What Is Euthanasia?

Euthanasia and Assisted Suicide Have Important Distinctions

Euthanasia is the act of a physician or other third party ending a patient's life in response to severe, persistent and untreatable pain and suffering. It is sometimes referred to as assisted suicide, physician-assisted death, physician-assisted suicide, mercy killing, and other variations; however, assisted suicide and euthanasia have differences.

Assisted suicide is intentionally and knowingly providing the means for another to commit suicide. For example, providing a prescription medication to someone with the knowledge that they intend to use it for the purpose of suicide.

Euthanasia involves a person, such as a physician, knowingly acting to cause the death of a person suffering from severe and incurable pain. For example, a physician giving injections of drugs to induce coma and then stop the heart. 

Doctor taking pulse of senior man in hospital bed
David Sacks / Stone / Getty Images

Classifications of Euthanasia

There are two primary classifications of euthanasia.

  • Voluntary euthanasia refers to the action taken by the physician and the patient, who both agree (with informed consent) to end the patient's life.
  • Involuntary euthanasia refers to a third party taking a patient's life without the informed consent of the patient. This is commonly practiced in veterinary medicine when animals are "put down" or "put to sleep." In modern medicine, it could conceivably be applied to the act of taking a terminally ill, suffering patient's life who has lost all mental capacity to make his/her own decisions.

Is Euthanasia or Physician-Assisted Suicide Legal?

Voluntary euthanasia is not legal in most parts of the world. The Netherlands, Belgium, Luxembourg, Canada, and Colombia are currently the only countries that allow the practice. Involuntary euthanasia is not legal anywhere.

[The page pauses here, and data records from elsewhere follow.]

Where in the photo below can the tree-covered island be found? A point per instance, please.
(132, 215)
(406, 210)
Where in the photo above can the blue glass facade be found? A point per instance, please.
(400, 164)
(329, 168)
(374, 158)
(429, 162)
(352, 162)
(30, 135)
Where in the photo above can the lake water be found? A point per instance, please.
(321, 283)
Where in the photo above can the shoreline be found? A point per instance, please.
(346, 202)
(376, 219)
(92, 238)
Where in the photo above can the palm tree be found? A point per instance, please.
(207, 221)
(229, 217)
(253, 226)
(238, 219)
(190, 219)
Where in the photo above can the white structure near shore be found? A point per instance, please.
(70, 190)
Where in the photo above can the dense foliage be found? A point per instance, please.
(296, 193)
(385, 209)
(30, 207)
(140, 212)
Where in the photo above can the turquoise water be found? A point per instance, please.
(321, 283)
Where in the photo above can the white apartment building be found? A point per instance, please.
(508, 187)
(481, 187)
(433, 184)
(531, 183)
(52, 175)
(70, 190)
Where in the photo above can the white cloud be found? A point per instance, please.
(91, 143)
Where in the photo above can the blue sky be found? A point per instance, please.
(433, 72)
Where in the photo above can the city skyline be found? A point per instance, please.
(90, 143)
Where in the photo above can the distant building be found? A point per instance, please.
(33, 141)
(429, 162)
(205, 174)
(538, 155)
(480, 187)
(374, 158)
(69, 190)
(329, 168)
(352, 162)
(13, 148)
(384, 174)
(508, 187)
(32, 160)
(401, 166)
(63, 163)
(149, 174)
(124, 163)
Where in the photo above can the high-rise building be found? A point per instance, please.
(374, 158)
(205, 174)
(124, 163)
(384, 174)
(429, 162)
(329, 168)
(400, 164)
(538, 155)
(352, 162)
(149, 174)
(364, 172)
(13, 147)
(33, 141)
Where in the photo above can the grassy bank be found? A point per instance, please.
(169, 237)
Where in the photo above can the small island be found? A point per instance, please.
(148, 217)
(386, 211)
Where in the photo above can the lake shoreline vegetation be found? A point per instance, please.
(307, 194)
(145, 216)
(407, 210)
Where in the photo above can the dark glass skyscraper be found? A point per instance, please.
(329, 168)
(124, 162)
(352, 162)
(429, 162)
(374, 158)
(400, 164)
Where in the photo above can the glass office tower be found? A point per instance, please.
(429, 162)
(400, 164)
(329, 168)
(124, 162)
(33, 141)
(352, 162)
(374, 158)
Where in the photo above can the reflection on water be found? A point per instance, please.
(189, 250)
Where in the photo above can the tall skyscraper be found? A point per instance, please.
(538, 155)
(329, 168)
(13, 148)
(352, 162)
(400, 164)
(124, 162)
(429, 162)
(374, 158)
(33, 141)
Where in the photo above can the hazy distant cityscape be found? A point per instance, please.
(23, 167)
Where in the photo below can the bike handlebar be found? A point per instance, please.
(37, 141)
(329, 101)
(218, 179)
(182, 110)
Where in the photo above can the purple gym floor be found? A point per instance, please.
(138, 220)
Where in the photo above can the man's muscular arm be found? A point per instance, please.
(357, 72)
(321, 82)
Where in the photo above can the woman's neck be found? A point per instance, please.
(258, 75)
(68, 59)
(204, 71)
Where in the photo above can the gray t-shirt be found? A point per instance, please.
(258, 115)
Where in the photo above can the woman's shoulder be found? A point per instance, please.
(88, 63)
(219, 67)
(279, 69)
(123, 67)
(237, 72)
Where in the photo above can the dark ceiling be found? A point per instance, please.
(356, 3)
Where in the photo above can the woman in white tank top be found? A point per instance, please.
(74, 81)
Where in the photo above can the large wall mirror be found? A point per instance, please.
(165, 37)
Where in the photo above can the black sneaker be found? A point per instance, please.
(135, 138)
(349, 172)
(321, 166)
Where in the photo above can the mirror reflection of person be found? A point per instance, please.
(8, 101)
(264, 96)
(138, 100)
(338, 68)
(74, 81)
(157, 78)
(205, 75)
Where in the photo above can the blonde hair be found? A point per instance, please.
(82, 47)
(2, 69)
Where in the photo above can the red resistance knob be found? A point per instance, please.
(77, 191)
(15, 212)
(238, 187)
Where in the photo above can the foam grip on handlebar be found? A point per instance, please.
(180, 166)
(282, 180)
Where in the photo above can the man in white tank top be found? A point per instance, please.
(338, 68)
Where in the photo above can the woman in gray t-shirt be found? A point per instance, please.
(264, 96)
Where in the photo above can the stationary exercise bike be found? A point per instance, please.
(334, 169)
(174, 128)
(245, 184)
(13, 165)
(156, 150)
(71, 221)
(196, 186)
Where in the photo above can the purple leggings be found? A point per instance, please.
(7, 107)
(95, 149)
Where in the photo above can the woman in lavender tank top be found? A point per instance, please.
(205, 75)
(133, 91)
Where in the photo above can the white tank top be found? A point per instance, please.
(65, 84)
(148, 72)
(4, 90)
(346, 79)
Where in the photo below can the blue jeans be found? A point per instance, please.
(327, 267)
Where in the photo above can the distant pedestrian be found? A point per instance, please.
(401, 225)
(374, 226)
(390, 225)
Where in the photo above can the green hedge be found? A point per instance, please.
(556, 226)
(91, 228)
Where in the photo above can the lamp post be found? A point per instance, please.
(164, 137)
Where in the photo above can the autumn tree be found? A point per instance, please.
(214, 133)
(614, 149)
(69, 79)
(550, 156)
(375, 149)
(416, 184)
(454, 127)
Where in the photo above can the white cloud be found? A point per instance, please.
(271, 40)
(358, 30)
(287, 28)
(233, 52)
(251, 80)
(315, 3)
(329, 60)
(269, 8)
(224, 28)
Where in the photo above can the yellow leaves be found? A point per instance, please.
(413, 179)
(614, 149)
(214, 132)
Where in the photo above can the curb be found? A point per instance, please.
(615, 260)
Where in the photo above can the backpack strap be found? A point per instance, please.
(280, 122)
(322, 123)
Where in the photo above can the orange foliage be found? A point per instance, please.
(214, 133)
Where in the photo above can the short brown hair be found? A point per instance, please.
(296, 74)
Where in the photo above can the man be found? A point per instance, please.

Physician-assisted suicide is currently legal in the United States in several states, including Oregon, Vermont, California, Washington D.C., Hawaii, Maine, New Jersey, Oregon, and Washington, and in a handful of other countries.

Physician-assisted suicide is only done when a patient has a terminal diagnosis and is suffering, with little or no relief. In such cases, a patient may wish to control when and how they die. A key part of physician-assisted suicide involves how the suicide is enacted: The patient must be the one to take the medication. It is illegal for a friend, family member, physician or anyone else to administer the medication; to do so crosses the legal line into the definition of euthanasia. Whether or not physician-assisted suicide is ethically viable is contentiously debated.

Palliative Sedation

Sometimes called terminal sedation, palliative sedation is the progressive use of sedatives to achieve a desirable level of comfort for patients who are terminally ill and experiencing unrelieved suffering. Death usually follows shortly after a patient becomes sedated. 

Palliative sedation is neither euthanasia nor is it physician-assisted suicide as the intent is not to cause death. Though death may occur, it is often unclear whether the death occurred because of the sedation or the terminal illness itself.

Palliative sedation requires the consent of the patient. If a patient is unable to make decisions for himself or herself, the decision falls to the patient's designated healthcare decision-maker. The patient is unable to deliver the correct dosage of a palliative sedative, which is usually given as a suppository or an infusion. Because the sedation is fast-acting, the sedatives can be only given by a physician, nurse or another of the patient's primary caregivers.